The insurers offer various types of coverage in case the car faces an accident. While insuring a car, it is mandatory for the car owners to pay a certain amount of liability coverage premium. During an accident, liability coverage may help the owner pay money for the treatment of the injured person. If the car owner mistakenly causes damage to some other’s property, the liability coverage comes as a rescue here as well.

Furthermore, it is legally mandatory for the car owners to have insurance coverage for their respective cars.

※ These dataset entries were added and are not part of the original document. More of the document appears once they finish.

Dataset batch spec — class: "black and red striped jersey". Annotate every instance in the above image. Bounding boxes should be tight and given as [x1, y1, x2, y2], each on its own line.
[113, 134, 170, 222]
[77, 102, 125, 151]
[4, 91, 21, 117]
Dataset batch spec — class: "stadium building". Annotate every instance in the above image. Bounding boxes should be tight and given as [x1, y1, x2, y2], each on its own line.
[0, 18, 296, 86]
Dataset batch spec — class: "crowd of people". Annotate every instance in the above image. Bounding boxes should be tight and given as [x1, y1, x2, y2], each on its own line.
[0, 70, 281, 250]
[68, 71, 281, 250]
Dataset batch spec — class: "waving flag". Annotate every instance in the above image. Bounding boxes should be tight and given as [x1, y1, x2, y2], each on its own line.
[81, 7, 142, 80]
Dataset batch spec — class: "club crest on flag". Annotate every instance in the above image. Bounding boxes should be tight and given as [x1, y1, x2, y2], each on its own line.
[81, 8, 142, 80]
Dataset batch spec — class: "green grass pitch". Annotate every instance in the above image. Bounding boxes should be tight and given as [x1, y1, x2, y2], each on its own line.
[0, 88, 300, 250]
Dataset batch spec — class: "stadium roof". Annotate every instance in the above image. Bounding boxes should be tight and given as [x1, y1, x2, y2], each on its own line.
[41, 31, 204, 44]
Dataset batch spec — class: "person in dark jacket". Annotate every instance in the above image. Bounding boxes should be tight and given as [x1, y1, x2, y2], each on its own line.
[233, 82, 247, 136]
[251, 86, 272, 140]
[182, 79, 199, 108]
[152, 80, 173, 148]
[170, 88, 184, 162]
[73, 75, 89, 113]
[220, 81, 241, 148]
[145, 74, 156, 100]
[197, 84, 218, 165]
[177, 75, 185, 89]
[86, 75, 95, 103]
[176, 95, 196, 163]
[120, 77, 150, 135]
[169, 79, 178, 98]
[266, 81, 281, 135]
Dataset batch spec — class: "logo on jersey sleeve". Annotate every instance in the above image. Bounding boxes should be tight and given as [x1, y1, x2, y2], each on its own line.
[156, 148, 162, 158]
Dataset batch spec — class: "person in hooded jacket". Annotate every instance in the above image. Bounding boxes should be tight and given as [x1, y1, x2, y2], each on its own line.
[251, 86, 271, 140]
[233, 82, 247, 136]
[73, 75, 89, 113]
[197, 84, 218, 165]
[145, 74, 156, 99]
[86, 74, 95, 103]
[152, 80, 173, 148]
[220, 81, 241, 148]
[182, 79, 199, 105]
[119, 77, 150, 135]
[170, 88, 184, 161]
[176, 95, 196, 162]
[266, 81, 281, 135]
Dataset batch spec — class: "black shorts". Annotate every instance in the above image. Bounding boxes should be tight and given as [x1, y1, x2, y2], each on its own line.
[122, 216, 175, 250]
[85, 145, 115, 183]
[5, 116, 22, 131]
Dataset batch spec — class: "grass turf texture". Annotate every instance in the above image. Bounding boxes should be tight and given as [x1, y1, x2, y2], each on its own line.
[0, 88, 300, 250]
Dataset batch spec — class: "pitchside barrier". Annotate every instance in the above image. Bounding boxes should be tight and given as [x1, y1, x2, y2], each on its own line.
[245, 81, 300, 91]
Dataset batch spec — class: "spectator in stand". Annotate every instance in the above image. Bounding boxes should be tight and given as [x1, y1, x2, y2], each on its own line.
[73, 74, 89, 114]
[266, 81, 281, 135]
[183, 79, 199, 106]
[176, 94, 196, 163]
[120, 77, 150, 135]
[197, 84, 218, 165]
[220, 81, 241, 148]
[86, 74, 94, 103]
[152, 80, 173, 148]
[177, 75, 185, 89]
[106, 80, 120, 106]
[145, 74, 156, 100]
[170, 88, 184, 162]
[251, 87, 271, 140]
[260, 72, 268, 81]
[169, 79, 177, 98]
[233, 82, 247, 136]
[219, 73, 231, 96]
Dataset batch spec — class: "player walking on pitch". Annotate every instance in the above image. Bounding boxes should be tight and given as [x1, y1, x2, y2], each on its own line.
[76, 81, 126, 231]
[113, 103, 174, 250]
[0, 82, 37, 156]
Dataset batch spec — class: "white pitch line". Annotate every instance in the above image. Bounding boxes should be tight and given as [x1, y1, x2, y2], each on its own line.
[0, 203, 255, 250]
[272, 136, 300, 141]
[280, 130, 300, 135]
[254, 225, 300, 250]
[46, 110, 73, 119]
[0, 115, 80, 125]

Similarly, there are other insurance coverages for collision, damage due to natural calamities, theft, damage due to man-made disasters,treatment and medical assistance coverage etc.

Advantages of buying car insurance online

Car insurance is always beneficial against theft or damage, but finding out the best deals and comparing it is basically a very tiring job. So the best method is to compare them online. It’s a hassle-free process. Comparing and choosing the best provider is easy and can be done with a few clicks.

future of car insurance

What is the future of car insurance online in 2018?

In today’s lifestyle technology plays a pivotal role and new generation cars are very sophisticated and have numerous updated features. For that reason only, customers look for lucrative offers. Expectations have accelerated a lot in today’s scenario. With the ever-changing requirements; the customers expect better profits and lower expenses.

Accidents are not desirable but many of us face this unpredictable situation, and that is why insurance is necessary.

Since 2017, the insurance rate and the renewal rates are falling subsequently. This is happening because of huge competition among the car insurance companies and also for the elevation of online buying. Expect this trend to grow further in 2018. Just make sure to compare all the available car insurance plans online in order to fetch the best deal.